And possessed joys not promised in my birth.'

With what an honest, earnest zeal, too, the good old man discourses of the innocence of his pastime, insisting all the while that there is no life so happy and pleasant withal as the life of a well-governed Angler; winding up his strain of eulogy with a sweet little poem, prefaced with:

Indeed, my good scholar, we may say of Angling as Dr. BOTELER said of strawberries: Doubtless GoD could have made a better berry, but doubtless God never did;' and so, if I might be judge, God never did make a more calm, quiet, innocent recreation than angling.'

'After refreshing ourselves with an ample portion of the fruit so highly extolled by the worthy BOTELER, to which the good dame of the cottage added a bowl of her richest cream, we proceeded leisurely along the flower-enamelled road-side to Amwell Hill. It was here, down at the bottom of that hill, in that meadow chequered with water-lilies, the dogs 'put down an otter,' to the great delight of Mr. WALTON and his companion. Here too he wandered in his old age with OLIVER HENLEY,' that noted fisher,' who anointed his bait so secretly with the oil of ivy-berries, incorporating a kind of smell that was so irresistible to trout. Leaning over that little bridge, spanning so prettily the swift current below, we can imagine him busily occupied with his line, especially in such days and times as he tells us he was wont to lay aside business and go a-fishing with honest NAT and R. ROE; but they are gone, he adds pathetically, and with them most of my pleasant hours, even as a shadow, that passes away and returns not."
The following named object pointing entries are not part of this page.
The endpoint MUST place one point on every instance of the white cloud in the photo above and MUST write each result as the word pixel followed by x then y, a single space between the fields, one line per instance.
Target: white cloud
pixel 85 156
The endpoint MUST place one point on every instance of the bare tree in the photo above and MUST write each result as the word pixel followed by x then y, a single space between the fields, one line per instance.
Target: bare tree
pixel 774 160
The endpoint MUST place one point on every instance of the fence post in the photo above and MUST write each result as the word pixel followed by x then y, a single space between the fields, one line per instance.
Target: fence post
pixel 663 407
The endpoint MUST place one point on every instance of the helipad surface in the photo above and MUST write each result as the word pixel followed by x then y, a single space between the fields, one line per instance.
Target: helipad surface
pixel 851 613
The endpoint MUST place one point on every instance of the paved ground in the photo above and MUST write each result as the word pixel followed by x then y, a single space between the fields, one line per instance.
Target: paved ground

'About a mile from the village we fell in with a couple of lads returning home with a fine basket of trout, the largest I had ever seen. We joined this lucky party and went on toward Ware, conversing with these small gentlemen on the fishing merits of the River Lea compared with other English streams. Of course their river was the only water worth mentioning; and I was glad to find these young disciples of the rod knew how to appreciate fish whose ancestors had been tickled nearly two centuries ago by the great master of Angling. They had heard their fathers say there was a WALTON once who lived in Amwell, and knew his art.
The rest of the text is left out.